La réputation n'est pas ce que l'entreprise ou les individus pensent d'eux-mêmes, mais ce que les autres pensent. C'est une perception qui peut ne pas être basée sur des faits concrets.

Mais le message le plus important serait à mon avis le suivant : "la réputation de votre entreprise ne vous appartient pas", du moins pas totalement. La réputation appartient à la marque mais aussi "à tous ceux qui la fabriquent pour elle".

L'objectif pour les entreprises serait alors d'entrer en relation avec ses clients connectés, d'entrer dans la conversation en essayant d'orienter de façon constructive leurs feedbacks (puisqu'ils jugeront tôt ou tard votre entreprise ou votre marque). "La réputation relève de l’art plutôt que la science", notait très justement Stéphane Billiet (colloque "vers une économie de l'opinion") :

c’est l’occasion de faire valoir une expertise, les phénomènes de l’opinion devenant de plus en plus complexes à comprendre et à gérer. S’ils sont un risque pour l’entreprise, c’est aussi une opportunité très forte pour celles qui savent en tirer parti, sous réserve qu’on soit capable et qu’on ait envie de réinventer la communication.
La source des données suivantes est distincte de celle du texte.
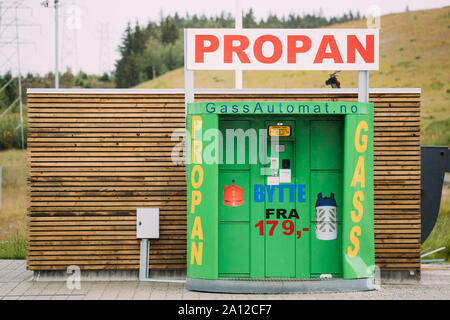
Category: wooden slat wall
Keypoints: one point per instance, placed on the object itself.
(94, 158)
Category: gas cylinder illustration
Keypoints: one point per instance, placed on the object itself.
(233, 196)
(326, 217)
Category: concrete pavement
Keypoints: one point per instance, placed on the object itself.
(16, 284)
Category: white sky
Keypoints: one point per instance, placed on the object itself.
(85, 52)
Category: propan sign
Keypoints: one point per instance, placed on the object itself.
(282, 49)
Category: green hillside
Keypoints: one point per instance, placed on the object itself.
(414, 49)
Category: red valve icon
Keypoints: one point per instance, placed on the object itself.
(233, 196)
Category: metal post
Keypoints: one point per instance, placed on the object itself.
(188, 77)
(363, 86)
(144, 259)
(238, 25)
(19, 77)
(56, 46)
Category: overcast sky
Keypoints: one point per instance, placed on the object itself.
(81, 22)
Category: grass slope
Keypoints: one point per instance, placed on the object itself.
(414, 49)
(13, 208)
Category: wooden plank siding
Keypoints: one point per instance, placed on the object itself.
(94, 158)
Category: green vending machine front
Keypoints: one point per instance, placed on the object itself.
(279, 195)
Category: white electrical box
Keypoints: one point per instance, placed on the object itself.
(147, 223)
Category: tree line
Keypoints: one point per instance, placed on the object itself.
(152, 50)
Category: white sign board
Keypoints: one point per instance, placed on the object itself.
(282, 49)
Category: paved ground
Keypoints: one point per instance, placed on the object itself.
(16, 283)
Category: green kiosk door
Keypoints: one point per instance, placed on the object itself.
(279, 201)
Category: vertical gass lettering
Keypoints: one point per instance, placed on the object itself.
(196, 182)
(358, 181)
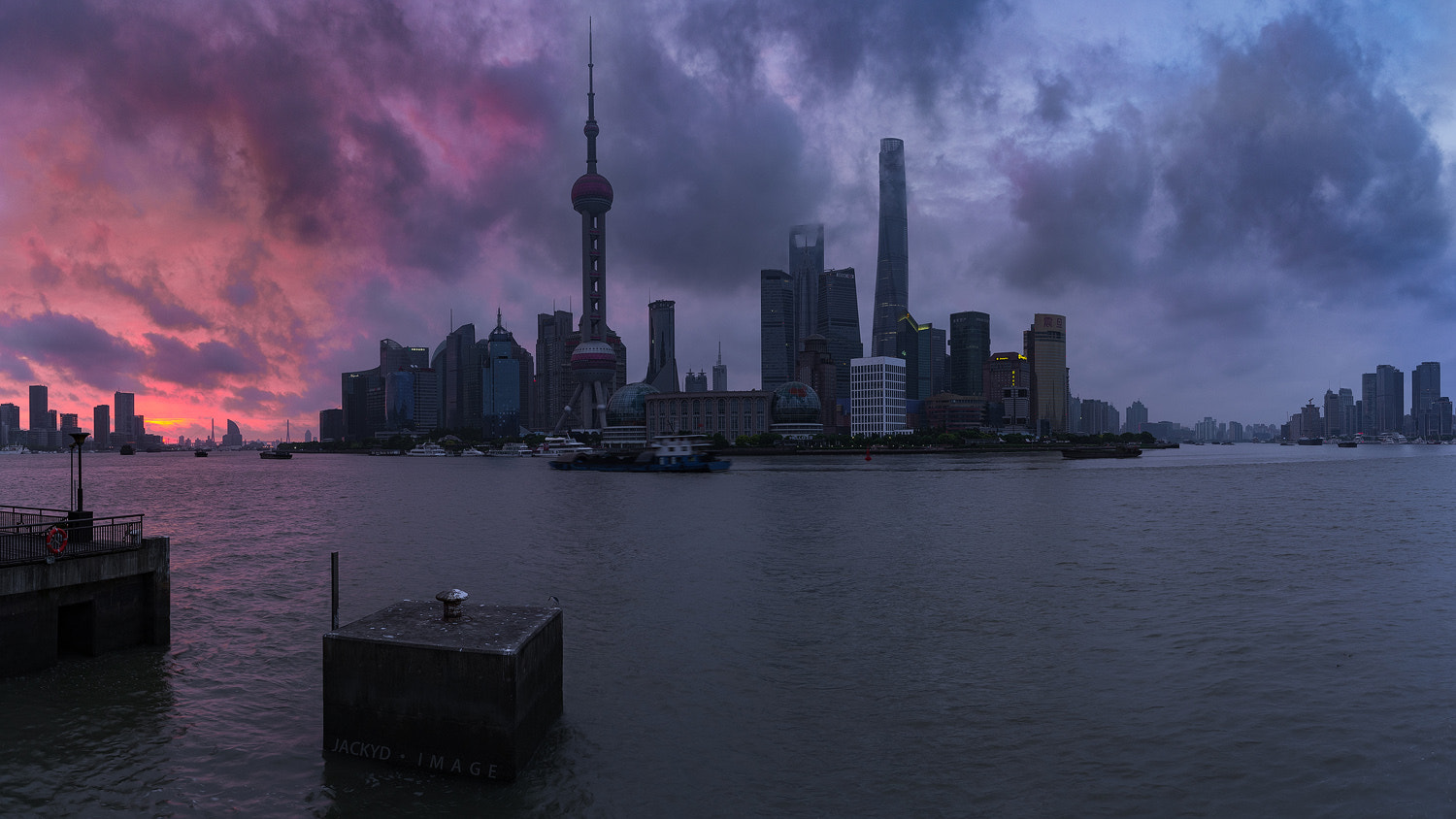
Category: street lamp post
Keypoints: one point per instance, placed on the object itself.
(79, 518)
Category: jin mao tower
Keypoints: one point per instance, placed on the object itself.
(893, 265)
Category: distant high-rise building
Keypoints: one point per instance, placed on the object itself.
(122, 411)
(970, 351)
(775, 329)
(806, 265)
(101, 426)
(1136, 416)
(1045, 344)
(661, 357)
(233, 437)
(815, 369)
(1389, 399)
(719, 372)
(503, 398)
(893, 259)
(877, 396)
(1008, 387)
(553, 380)
(331, 425)
(9, 423)
(40, 408)
(1426, 390)
(838, 320)
(596, 360)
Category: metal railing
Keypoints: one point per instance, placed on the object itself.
(37, 536)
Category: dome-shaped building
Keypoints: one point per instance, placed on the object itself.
(795, 410)
(626, 417)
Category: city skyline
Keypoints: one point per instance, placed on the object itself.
(188, 221)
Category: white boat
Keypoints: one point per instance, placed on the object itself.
(512, 451)
(562, 445)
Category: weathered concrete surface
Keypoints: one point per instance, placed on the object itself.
(86, 604)
(472, 696)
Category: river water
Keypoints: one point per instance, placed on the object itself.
(1246, 630)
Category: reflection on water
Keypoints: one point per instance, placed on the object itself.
(1226, 630)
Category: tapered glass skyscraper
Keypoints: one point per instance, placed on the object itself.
(893, 265)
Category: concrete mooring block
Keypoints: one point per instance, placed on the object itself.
(472, 694)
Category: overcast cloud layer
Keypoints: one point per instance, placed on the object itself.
(223, 206)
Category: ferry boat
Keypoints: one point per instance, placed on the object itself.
(667, 454)
(564, 445)
(512, 451)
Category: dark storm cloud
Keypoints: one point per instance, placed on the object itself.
(1053, 99)
(297, 95)
(206, 364)
(72, 344)
(1080, 213)
(909, 47)
(1299, 150)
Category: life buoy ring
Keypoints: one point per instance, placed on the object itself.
(55, 539)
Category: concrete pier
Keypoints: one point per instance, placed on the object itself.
(472, 694)
(84, 604)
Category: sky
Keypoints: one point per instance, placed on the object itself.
(221, 206)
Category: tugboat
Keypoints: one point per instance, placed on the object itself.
(667, 454)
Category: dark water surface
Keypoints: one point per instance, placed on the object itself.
(1210, 632)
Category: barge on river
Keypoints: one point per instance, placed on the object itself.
(667, 454)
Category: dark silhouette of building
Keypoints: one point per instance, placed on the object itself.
(1045, 345)
(553, 380)
(775, 328)
(41, 408)
(122, 419)
(838, 320)
(970, 351)
(815, 369)
(1426, 390)
(719, 372)
(101, 426)
(594, 358)
(806, 265)
(893, 261)
(661, 355)
(331, 425)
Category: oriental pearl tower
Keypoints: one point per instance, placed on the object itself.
(593, 363)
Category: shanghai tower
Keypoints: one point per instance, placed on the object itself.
(893, 267)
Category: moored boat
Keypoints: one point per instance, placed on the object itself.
(512, 451)
(667, 454)
(428, 449)
(1118, 451)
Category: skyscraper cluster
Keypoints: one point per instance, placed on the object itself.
(952, 378)
(1380, 410)
(50, 429)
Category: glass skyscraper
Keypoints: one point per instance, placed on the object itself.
(775, 328)
(838, 320)
(806, 265)
(1045, 345)
(893, 261)
(970, 351)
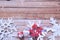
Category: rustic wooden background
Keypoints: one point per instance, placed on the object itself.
(30, 9)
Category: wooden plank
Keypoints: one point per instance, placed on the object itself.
(30, 10)
(28, 4)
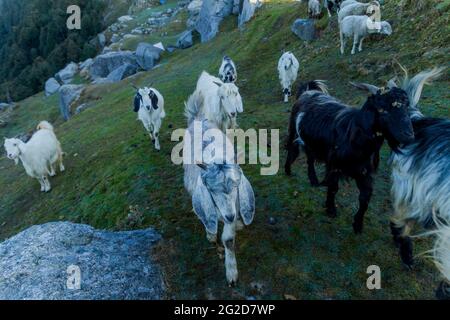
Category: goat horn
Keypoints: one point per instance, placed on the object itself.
(402, 67)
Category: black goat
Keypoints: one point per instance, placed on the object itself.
(347, 139)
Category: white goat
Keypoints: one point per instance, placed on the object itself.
(222, 101)
(358, 28)
(149, 104)
(313, 8)
(355, 8)
(38, 155)
(228, 71)
(219, 189)
(287, 70)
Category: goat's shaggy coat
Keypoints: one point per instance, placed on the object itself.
(39, 155)
(356, 9)
(313, 8)
(228, 71)
(421, 177)
(348, 140)
(149, 104)
(219, 189)
(332, 5)
(222, 101)
(357, 28)
(287, 71)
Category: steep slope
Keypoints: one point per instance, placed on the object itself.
(115, 179)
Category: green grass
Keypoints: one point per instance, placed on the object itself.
(111, 166)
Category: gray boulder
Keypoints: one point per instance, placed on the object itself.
(4, 106)
(68, 94)
(185, 40)
(305, 29)
(67, 261)
(115, 38)
(66, 75)
(248, 10)
(101, 40)
(122, 72)
(51, 86)
(147, 55)
(211, 15)
(104, 64)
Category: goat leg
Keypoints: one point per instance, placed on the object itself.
(333, 187)
(228, 240)
(364, 183)
(311, 169)
(293, 153)
(400, 232)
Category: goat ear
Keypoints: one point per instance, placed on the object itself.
(137, 103)
(204, 207)
(246, 201)
(392, 83)
(366, 87)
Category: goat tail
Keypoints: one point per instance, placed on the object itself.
(193, 106)
(319, 85)
(414, 86)
(441, 251)
(293, 135)
(45, 125)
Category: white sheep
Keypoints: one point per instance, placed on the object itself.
(149, 104)
(287, 70)
(358, 28)
(313, 8)
(218, 187)
(222, 101)
(355, 8)
(228, 71)
(38, 155)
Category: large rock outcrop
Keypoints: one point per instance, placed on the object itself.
(51, 86)
(68, 94)
(248, 10)
(305, 29)
(122, 72)
(106, 63)
(147, 55)
(68, 261)
(66, 75)
(211, 15)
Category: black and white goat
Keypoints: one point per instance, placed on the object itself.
(287, 71)
(421, 176)
(228, 71)
(149, 104)
(219, 189)
(347, 139)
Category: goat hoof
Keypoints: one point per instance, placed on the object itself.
(357, 228)
(443, 291)
(232, 283)
(332, 212)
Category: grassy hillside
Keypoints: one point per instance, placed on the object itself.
(116, 180)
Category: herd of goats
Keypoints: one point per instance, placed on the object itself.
(346, 139)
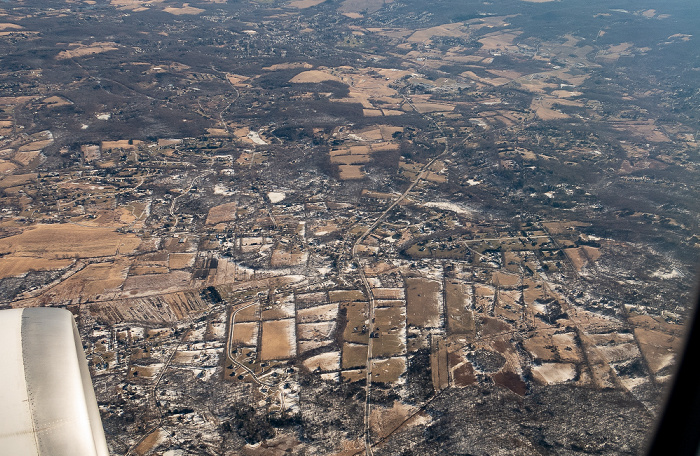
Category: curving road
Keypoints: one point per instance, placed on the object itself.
(420, 176)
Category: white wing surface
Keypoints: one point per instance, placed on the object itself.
(47, 403)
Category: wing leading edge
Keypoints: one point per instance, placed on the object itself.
(47, 402)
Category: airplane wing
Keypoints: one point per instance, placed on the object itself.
(47, 402)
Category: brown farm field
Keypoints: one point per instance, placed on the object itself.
(423, 302)
(278, 339)
(68, 241)
(14, 266)
(245, 333)
(388, 370)
(458, 296)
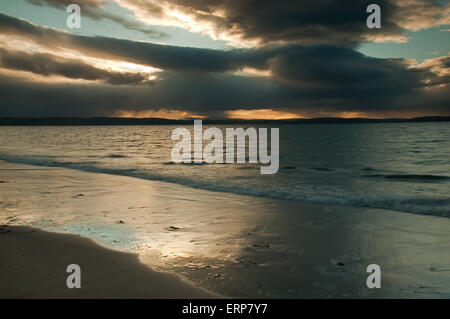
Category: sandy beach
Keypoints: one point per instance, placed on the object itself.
(128, 234)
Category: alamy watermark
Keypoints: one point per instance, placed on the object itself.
(74, 19)
(213, 152)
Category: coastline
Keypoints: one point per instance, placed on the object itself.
(34, 262)
(235, 245)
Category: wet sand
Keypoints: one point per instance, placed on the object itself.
(235, 245)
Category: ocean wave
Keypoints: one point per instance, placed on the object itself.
(425, 206)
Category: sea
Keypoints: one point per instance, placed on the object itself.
(398, 166)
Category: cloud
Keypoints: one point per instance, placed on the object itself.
(49, 65)
(95, 10)
(250, 23)
(298, 79)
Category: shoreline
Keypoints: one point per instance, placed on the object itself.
(235, 245)
(34, 266)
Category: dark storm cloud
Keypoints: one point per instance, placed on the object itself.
(47, 64)
(94, 10)
(321, 78)
(243, 22)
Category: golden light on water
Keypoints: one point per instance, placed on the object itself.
(161, 113)
(262, 114)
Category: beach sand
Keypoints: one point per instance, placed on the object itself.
(233, 245)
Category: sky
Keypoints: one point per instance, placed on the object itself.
(224, 59)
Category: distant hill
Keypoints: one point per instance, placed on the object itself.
(157, 121)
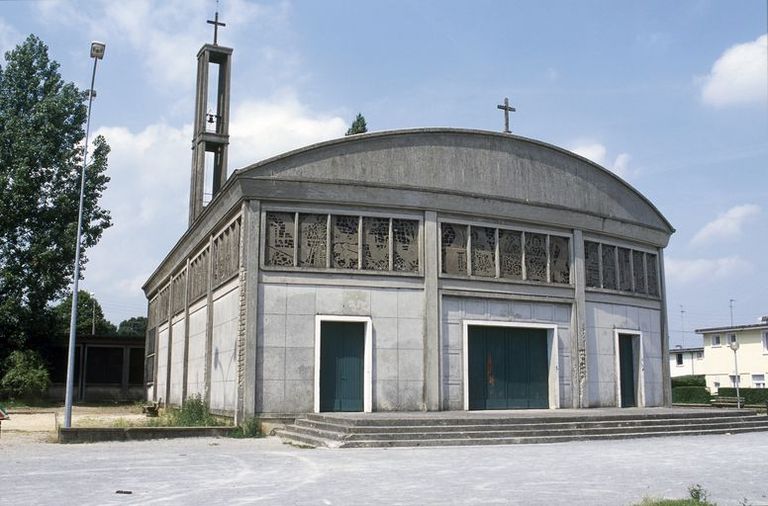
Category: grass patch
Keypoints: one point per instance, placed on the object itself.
(697, 496)
(249, 428)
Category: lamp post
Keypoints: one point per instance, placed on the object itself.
(97, 53)
(735, 348)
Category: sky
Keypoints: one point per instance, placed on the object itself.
(671, 96)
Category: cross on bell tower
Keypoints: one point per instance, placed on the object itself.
(507, 109)
(211, 127)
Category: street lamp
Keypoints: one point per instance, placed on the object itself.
(735, 348)
(97, 53)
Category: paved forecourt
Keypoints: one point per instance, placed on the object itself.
(230, 471)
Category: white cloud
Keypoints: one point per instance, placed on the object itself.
(739, 76)
(599, 154)
(726, 226)
(263, 128)
(685, 271)
(9, 38)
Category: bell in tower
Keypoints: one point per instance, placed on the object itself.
(211, 128)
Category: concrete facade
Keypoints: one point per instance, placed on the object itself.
(258, 345)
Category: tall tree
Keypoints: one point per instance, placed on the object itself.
(135, 326)
(42, 121)
(88, 311)
(358, 126)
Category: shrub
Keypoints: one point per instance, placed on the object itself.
(249, 428)
(26, 376)
(691, 395)
(193, 413)
(689, 381)
(750, 395)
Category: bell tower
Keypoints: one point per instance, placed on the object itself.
(211, 128)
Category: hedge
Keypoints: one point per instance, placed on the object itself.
(691, 395)
(689, 381)
(750, 395)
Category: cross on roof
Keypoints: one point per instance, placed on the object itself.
(216, 24)
(507, 109)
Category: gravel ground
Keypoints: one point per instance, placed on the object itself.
(264, 471)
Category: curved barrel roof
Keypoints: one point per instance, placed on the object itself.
(467, 162)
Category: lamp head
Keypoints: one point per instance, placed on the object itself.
(97, 49)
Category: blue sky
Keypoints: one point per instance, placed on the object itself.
(672, 96)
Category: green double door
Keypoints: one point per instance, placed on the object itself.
(627, 371)
(342, 347)
(508, 368)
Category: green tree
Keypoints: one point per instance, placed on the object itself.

Et effectivement, on parle bien d'un "changement de paradigme", les entreprises doivent repenser leur façon de communiquer, et faire le pari que leur prise de parole (et la prise de risque qui l'accompagne) sera, à terme, récompensée.

En utilisant les PR online , bien sûr, mais également en commençant par mettre en place des stratégies de référencement et d'optimisation pour les médias sociaux. Les entreprises doivent aussi se montrer proactives sur ce terrain : faire de la veille (Blogs, forums, sites d'avis : les sources à balayer pour veiller sont nombreuses et sans limites géographiques.), mais aussi et surtout aménager des cyber-territoires de communication, ce que Franck Sitbon nous expliquait dans un un dossier du JDN consacré à la réputation sur les moteurs.